问题
So I have a program in which I am supposed to take an external file, open it in python and then separate each word and each punctuation including commas, apostrophes and full stops. Then I am supposed to save this file as the integer positions of when each word and punctuation occurs in the text.
For eg:- I like to code, because to code is fun. A computer's skeleton.
In my program, I have to save this as:-
1,2,3,4,5,6,3,4,7,8,9,10,11,12,13,14
(Help for those who do not understand) 1-I , 2-like, 3-to, 4-code, 5-(,), 6-because, 7-is, 8-fun 9-(.), 10-A, 11-computer, 12-('), 13-s, 14-skeleton
So this has displayed the positions of each of word, even if it repeats, it shows the first occuring postion of the same word
Sorry for the long explanation but here is my actual question. I have done this so far:-
file = open('newfiles.txt', 'r')
with open('newfiles.txt','r') as file:
for line in file:
for word in line.split():
print(word)
And here is the result:-
They
say
it's
a
dog's
life,.....
Unfortunately this way to split a file does not separate words from punctuation and it does not print out horizontally. .split does not work on a file, does anyone know a more effective way in which i can split the file - words from punctuation? And then store the separated words and punctuation together in a list?
回答1:
The built-in string method .split can only work with simple delimiters. Without an argument, it simply splits on whitespace. For more complex splitting behavior, the easiest thing is to use regex:
>>> s = "I like to code, because to code is fun. A computer's skeleton."
>>> import re
>>> delim = re.compile(r"""\s|([,.;':"])""")

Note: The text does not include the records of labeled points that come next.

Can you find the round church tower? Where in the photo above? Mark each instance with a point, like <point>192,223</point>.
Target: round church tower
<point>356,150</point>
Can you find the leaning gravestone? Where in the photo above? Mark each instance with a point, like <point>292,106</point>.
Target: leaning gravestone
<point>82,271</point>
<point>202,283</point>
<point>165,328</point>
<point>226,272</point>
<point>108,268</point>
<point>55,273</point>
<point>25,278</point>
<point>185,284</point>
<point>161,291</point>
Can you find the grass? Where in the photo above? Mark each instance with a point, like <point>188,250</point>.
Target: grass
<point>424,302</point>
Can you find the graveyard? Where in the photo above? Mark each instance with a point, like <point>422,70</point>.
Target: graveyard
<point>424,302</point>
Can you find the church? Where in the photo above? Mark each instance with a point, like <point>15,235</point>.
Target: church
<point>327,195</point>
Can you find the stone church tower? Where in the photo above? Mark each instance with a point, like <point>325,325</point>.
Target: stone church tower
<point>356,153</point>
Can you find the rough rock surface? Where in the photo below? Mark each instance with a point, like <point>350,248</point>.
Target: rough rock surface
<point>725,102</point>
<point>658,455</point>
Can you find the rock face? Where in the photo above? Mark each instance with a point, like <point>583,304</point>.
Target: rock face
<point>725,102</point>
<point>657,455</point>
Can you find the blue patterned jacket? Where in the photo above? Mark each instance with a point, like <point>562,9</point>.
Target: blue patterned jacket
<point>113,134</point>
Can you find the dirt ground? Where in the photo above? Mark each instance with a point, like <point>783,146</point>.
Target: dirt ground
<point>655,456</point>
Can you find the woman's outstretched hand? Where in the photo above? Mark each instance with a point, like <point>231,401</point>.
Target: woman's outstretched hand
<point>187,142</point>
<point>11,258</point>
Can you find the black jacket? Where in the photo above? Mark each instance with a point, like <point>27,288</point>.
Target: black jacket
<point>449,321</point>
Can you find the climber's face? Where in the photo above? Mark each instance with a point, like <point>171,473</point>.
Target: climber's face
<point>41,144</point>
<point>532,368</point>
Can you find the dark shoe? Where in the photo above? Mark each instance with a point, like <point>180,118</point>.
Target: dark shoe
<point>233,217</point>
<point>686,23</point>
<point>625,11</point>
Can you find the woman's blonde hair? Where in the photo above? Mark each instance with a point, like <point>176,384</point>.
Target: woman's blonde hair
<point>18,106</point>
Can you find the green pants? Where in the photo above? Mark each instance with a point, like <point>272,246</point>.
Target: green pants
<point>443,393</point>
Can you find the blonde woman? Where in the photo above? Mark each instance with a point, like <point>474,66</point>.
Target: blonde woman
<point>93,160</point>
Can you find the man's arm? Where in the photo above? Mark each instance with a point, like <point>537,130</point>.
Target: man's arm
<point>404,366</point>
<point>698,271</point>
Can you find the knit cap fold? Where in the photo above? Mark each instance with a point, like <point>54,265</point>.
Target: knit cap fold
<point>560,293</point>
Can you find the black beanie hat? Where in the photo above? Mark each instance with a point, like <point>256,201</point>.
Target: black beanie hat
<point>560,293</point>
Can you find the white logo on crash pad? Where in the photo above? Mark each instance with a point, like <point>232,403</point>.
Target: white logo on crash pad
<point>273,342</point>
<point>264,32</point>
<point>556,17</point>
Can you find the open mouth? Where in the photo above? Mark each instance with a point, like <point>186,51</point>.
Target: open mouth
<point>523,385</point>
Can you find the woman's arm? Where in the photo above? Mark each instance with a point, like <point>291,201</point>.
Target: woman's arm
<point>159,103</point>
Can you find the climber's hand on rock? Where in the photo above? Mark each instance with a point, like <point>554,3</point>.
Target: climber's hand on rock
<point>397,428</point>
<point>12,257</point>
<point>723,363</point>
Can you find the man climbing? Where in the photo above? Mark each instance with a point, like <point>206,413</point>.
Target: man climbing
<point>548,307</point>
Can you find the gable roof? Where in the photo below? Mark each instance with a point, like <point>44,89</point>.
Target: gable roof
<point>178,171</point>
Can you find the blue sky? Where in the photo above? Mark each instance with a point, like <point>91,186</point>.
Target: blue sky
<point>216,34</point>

>>> tokens = filter(None, delim.split(s))
>>> idx = {}
>>> result = []
>>> i = 1
>>> for token in tokens:
... if token in idx:
... result.append(idx[token])
... else:
... result.append(i)
... idx[token] = i
... i += 1
...
>>> result
[1, 2, 3, 4, 5, 6, 3, 4, 7, 8, 9, 10, 11, 12, 13, 14, 9]
Also, I don't think you need to iterate over the file line by line, as per your specifications. You should just do something like:
with open('my file.txt') as f:
s = f.read()
Which will put the entire file as a string into s. Note, I never used open before the with statement, that doesn't make any sense.
回答2:
Use regex to capture the relevant substrings:
import re
my_string = "I like to code, because to code is fun. A computer's skeleton."
matched = re.findall("(\w+)([',.]?)", my_string) # Split up relevant pieces of text
Filter out the empty matches and add to the result:
result = []
for word, punc in matched:
result.append(word)
if punc: # Check if punctuation follows the word
result.append(punc)
Then write the result to your file:
with open("file.txt", "w") as f:
f.writelines(result) # Write pieces on separate lines
The regex works by finding alpha characters, then checking if there is punctuation following (optionally).
回答3:
You can solve this with using regex and split. Hope this points you in the right direction. Good luck!
import re
str1 = '''I like to code, because to code is fun. A computer's skeleton.'''
#Split your string into a list using regex and a capturing group:
matches = [x.strip() for x in re.split("([a-zA-Z]+)", str1) if x not in ['',' ']]
print matches
d = {}
i = 1
list_with_positions = []
#now build the dictionary entries:
for match in matches:
if match not in d.keys():
d[match] = i
i+=1
list_with_positions.append(d[match])
print list_with_positions
Here is the output. Notice that there is a final period with a position of #9:
['I', 'like', 'to', 'code', ',', 'because', 'to', 'code', 'is', 'fun', '.', 'A', 'computer', "'", 's', 'skeleton', '.']
[1, 2, 3, 4, 5, 6, 3, 4, 7, 8, 9, 10, 11, 12, 13, 14, 9]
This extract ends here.